Processamento e adequação da amostra

Receber a amostra em embalagem REF e mantê-la nesta condição até a manipulação.

Dentro de, no máximo, 4 horas após a coleta, centrifugar o material por 10 minutos a 2200 g, a 18 °C;

Aliquotar o plasma em tubo plástico estéril;

Enviar à seção congelado.

Estabilidade da amostra:

Temperatura ambiente: não aceitável;

Refrigerada (2-8 ºC): 4 horas;

Congelada (-20 ºC): 1 mês.

ATENÇÃO: NÃO RECEBER amostras intensamente hemolisadas, lipêmicas ou hiperbilirrubinêmicas.

Método

Sequenciamento das regiões codificantes da protease (codons1-99), transcriptase reversa (codons 1-320) e integrase (codons1-288) do HIV-1. Este exame é realizado pelo método de sequenciamento de próxima geração (NGS), cujos resultados são reportados de acordo com parâmetros de qualidade definidos durante a validação. Com cobertura das regiões alvo de pelo menos 500x, o teste foi capaz de identificar o padrão de resistência do HIV-1 em 100% das amostras com resultado prévio de RT-PCR em tempo real maior ou igual a 1000 cópias/mL e em 95% das amostras com resultado maior ou igual a 500 cópias/mL.

Valor de referência

Ausência de mutações de resistência.

Interpretação e comentários

O teste é indicado para a avaliação do perfil de resistência/sensibilidade do HIV-1 aos medicamentos antirretrovirais. O exame é realizado por meio do sequenciamento de próxima geração dos genes da protease, transcriptase reversa e integrase do HIV-1 e da identificação de mutações que, quando presentes, podem determinar resistência aos inibidores dessas enzimas virais, utilizados no tratamento da infecção. A análise da combinação de mutações, que permite inferir o perfil genotípico de resistência aos medicamentos, utiliza o algoritmo de um banco de dados público curado (Stanford University HIV Drug Resistance Database), atualizado regularmente e reconhecido internacionalmente como ferramenta de escolha para este fim.
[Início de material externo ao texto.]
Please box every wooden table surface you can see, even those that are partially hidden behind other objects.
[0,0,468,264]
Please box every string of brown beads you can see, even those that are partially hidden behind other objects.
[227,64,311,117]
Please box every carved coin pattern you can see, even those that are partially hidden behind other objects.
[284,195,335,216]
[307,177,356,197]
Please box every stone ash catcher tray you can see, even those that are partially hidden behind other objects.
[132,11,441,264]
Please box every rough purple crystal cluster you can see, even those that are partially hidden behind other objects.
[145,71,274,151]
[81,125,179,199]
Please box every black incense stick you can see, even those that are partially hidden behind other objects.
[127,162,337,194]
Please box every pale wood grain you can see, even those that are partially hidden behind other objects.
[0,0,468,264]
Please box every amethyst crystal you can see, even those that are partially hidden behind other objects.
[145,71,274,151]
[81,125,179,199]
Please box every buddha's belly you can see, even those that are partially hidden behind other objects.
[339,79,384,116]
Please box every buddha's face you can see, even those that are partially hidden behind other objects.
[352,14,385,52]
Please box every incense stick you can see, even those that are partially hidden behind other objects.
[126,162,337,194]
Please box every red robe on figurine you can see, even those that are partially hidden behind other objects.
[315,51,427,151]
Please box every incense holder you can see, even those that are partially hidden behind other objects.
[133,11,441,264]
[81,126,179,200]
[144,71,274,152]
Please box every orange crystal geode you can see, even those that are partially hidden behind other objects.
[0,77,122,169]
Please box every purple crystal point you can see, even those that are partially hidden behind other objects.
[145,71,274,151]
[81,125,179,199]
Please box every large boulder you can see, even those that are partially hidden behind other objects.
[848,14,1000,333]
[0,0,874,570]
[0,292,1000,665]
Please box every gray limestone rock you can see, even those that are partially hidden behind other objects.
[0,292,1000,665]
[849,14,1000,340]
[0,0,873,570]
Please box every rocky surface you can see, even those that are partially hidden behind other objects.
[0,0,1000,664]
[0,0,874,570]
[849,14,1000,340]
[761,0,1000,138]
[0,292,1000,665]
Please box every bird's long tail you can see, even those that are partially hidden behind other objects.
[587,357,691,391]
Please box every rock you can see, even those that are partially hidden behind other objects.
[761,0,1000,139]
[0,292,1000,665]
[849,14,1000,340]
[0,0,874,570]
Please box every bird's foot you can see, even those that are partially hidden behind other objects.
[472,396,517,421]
O exame permite analisar adequadamente os subtipos B e não-B do HIV-1.

Na prática, o teste detecta mutações que conferem resistência aos antirretrovirais descritos abaixo:

1) Inibidores da protease:

Atazanavir/r (ATV/r)

Darunavir/r (DRV/r)

Lopinavir/r (LPV/r)

2) Inibidores da transcriptase reversa análogos de nucleosídeos

Abacavir (ABC)

Zidovudina (AZT)

Emtricitabina (FTC)

Lamivudina (3TC)

Tenofovir (TDF)

3) Inibidores da transcriptase reversa não-análogos de nucleosídeos:

Doravirina (DOR)

Efavirenz (EFV)

Etravirina (ETR)

Nevirapina (NVP)

Rilpivirina (RPV)

4) Inibidores de Integrase

Bictegravir (BIC)

Cabotegravir (CAB)

Dolutegravir (DTG)

Elvitegravir (EVG)

Raltegravir (RAL)

O perfil de resistência genotípica não necessariamente reflete o fenótipo do vírus quando exposto às drogas, e sua interpretação deve considerar o histórico de esquemas de tratamento utilizados pelo paciente.

Orientações necessárias

• Não é necessário preparo para este exame.
• Esse teste é validado para amostras com carga viral igual ou superior a 500 cp/mL. Amostras com cargas virais inferiores a 500 cp/mL podem ser avaliadas, porém o resultado pode ser inconclusivo por falha de detecção do HIV-1 ou de mutações eventualmente presentes.
• Não é possível realizar o exame em pessoas sem carga viral detectada (resultado negativo ou indetectado).